L’« identité nationale » au secours du gouvernement

Interviewé dans le cadre de l’émission L’objet du scandale, (France 2), le « profiler » Eric Besson a tout bonnement déclaré : « Je suis là pour être une espèce de machine à fabriquer des citoyens rationnels, qui adhèrent aux valeurs de la république française, qui adhèrent à notre identité nationale. » Le ministre et son chef suprême Sarkozy proposent de définir le profil type du parfait petit Français. Cela permettra de savoir qui a « toute sa place », en France – et, plus important encore, qui ne l’a pas !

A La Chapelle-en-Vercors, dans un discours où les mots travail, famille et patrie ont – comme par hasard – beaucoup résonné, Nicolas Sarkozy nous a informés que « devenir Français, c’est adhérer à une forme de civilisation, à des valeurs, à des mœurs ». Par la suite, il nous a donné un excellent exemple de cette moralité hypocrite dont il voudrait faire le socle de la nation toute entière : « On ne peut pas vouloir bénéficier des allocations-chômage sans se sentir moralement obligé de tout faire pour retrouver du travail, parce que les allocations sont payées par les autres. »

On ne peut pas nier le fait que les chômeurs, par définition, ne travaillent pas. Ils sont le produit d’une « machine à fabriquer » des chômeurs rationnels. Ce sont les victimes de ceux qui ont très « moralement » amassé des fortunes en les exploitant, avant de les jeter tout aussi moralement dans la rue, quand ils n’en avaient plus besoin. Les chômeurs d’aujourd’hui sont les travailleurs d’hier, ceux qui auraient voulu conserver leur emploi mais l’ont perdu à cause des licenciements massifs, des fermetures d’entreprises, des délocalisations et du démantèlement des services publics que les riches se sentent « moralement obligés » d’imposer pour s’enrichir davantage. Rappelons aussi que les sommes colossales d’argent public versées dans les coffres des entreprises capitalistes et des banques – oui, les mêmes qui licencient ! – sont infiniment plus importantes que les maigres indemnités des chômeurs. Or ces sommes sont, elles aussi, « payées par les autres », avec en prime des intérêts !

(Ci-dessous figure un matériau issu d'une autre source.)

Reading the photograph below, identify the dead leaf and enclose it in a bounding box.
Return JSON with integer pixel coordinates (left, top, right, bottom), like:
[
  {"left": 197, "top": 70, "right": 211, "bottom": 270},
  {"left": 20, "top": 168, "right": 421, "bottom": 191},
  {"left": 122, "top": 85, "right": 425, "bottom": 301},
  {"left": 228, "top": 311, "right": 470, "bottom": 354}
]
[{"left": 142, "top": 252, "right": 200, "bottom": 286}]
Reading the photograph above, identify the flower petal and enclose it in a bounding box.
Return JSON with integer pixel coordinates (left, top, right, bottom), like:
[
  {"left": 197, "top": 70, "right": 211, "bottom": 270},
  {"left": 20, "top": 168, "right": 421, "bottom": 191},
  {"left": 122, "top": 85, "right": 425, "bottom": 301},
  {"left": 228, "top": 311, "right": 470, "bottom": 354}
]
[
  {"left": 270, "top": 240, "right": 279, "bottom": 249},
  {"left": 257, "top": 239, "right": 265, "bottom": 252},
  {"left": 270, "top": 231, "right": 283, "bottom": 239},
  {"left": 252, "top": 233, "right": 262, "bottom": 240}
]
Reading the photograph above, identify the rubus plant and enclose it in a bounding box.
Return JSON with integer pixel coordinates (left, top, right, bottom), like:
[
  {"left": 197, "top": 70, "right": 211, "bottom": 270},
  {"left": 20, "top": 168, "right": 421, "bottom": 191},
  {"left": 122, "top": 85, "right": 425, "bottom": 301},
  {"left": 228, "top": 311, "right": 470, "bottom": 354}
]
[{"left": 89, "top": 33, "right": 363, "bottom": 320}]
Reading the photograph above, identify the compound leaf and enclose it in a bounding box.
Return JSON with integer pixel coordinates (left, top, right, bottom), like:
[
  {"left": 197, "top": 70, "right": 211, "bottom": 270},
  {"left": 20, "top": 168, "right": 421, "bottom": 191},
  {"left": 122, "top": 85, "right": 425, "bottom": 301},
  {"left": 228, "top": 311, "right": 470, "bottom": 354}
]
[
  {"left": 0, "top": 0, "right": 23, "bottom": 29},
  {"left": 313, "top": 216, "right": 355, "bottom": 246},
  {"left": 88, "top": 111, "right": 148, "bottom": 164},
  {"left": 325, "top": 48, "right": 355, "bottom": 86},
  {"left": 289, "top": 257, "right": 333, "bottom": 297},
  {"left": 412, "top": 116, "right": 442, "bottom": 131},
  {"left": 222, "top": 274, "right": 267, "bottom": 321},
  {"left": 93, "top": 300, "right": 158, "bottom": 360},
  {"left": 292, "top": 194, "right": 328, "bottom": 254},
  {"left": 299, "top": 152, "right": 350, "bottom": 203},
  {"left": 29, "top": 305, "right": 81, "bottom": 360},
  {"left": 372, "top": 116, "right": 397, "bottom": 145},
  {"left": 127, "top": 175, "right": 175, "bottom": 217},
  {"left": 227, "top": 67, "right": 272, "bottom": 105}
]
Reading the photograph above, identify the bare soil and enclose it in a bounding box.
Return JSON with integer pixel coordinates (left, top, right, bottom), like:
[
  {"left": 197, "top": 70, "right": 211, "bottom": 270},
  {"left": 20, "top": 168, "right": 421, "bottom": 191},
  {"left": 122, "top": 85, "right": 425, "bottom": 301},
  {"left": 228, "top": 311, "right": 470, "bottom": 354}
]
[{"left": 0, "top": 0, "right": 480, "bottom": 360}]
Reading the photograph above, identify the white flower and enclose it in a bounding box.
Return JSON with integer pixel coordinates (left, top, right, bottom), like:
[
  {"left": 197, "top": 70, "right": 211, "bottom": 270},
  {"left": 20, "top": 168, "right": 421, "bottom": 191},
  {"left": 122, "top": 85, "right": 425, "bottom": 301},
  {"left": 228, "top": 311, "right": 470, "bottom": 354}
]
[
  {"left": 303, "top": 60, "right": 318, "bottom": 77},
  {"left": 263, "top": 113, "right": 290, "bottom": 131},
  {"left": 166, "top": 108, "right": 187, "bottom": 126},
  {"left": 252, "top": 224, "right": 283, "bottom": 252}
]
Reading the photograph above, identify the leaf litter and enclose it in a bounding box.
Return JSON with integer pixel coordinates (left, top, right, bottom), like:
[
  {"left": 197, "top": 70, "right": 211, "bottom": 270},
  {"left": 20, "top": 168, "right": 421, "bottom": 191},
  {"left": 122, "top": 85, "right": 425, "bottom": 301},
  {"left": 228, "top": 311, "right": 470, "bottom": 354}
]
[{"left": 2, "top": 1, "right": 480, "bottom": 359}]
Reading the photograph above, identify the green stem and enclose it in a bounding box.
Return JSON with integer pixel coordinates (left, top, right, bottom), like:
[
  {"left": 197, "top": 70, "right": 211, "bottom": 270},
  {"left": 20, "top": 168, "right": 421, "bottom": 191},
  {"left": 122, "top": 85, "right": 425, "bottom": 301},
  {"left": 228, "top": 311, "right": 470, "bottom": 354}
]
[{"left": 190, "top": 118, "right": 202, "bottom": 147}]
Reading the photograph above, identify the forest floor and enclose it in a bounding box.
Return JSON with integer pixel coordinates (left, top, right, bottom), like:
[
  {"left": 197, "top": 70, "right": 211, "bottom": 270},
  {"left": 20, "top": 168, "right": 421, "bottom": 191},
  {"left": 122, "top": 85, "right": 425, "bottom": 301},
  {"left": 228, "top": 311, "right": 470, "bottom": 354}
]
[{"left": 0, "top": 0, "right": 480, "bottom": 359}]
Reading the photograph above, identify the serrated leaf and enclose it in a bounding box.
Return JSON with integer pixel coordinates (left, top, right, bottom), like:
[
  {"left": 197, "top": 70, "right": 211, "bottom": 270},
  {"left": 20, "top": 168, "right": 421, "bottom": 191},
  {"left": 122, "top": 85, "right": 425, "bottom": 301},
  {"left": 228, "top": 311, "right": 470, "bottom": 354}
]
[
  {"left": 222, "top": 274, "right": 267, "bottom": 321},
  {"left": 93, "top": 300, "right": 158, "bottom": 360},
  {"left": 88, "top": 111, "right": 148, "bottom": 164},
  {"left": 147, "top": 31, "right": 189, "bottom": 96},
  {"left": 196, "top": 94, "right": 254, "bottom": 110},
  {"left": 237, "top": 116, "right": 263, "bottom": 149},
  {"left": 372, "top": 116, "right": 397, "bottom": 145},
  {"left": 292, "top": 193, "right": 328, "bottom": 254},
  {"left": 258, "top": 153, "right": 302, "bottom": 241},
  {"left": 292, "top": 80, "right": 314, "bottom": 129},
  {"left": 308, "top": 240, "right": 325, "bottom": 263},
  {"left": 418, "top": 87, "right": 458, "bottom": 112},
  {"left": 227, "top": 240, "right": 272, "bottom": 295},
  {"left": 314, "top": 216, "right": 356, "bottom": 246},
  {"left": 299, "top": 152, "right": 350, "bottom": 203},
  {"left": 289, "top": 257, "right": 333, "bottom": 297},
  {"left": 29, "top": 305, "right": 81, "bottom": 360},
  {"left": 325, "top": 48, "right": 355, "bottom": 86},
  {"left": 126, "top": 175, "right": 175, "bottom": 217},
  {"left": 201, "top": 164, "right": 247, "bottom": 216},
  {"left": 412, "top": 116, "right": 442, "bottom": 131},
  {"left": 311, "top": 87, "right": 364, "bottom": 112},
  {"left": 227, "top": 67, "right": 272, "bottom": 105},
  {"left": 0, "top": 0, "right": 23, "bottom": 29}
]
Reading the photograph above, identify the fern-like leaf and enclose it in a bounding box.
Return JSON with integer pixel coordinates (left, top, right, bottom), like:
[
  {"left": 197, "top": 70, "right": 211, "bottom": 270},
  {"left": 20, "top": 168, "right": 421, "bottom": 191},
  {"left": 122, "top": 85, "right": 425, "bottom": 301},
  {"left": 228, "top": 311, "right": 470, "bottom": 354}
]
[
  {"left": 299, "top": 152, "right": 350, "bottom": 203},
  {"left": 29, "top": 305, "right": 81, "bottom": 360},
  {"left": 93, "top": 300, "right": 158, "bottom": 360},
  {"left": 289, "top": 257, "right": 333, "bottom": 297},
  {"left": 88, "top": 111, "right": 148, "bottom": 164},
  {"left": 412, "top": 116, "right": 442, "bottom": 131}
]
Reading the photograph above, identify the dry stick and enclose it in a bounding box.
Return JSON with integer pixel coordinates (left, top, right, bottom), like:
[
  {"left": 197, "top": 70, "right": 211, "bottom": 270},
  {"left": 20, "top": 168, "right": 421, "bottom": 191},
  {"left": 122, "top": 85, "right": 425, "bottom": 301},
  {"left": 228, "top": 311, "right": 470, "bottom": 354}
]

Sarkozy a promis de réduire le chômage. Le chômage augmente en flèche. Il a promis de réduire les inégalités. Le nombre de personnes vivant en dessous du seuil de pauvreté ne cesse de croître. Il a promis la croissance économique. L’économie s’est effondrée. La démarche de Sarkozy-Besson est donc parfaitement « rationnelle », du point de vue de la classe capitaliste. Bien évidemment, dans la perspective des élections régionales, l’UMP veut draguer dans les eaux du Front National. Mais au-delà de ces considérations électorales, Sarkozy cherche à attiser le sentiment « national » et raciste pour faire diversion. Il importe au gouvernement de trouver des boucs émissaires. Il faut diviser les travailleurs, dresser ceux dont les « valeurs et les mœurs » seraient « français » contre les autres, jugés non conformes. En clair, le ministère de l’identité nationale dirigé par Besson est une « machine à fabriquer » des préjugés racistes, une machine à diviser et à exclure.

L’objectif du gouvernement, c’est que le travailleur qui perd son emploi n’en veuille pas aux capitalistes de l’avoir flanqué à la porte, mais aux Magrébins et autres « étrangers » qui « mangent le pain des Français ». Assurément, la famille expulsée de son logement se sentira moins affligée si l’opération pouvait se faire sur fond de Marseillaise. La fermeture d’une entreprise qui place des centaines de salariés, comme le précise Sarkozy, « dans l’obligation morale » de se faire embaucher par une autre, serait certainement mieux vécue en présence d’un drapeau tricolore. Le ramassage matinal des cadavres de ceux qui, cet hiver comme l’hiver dernier, mourront de froid et de faim, sera plus gérable pour peu qu’on connaisse leur « identité nationale ». Puisque le capitalisme ne peut pas répondre aux besoins essentiels de la population, puisqu’il impose la régression sociale et l’appauvrissement du plus grand nombre, il veut nourrir ses victimes avec… de l’orgueil national.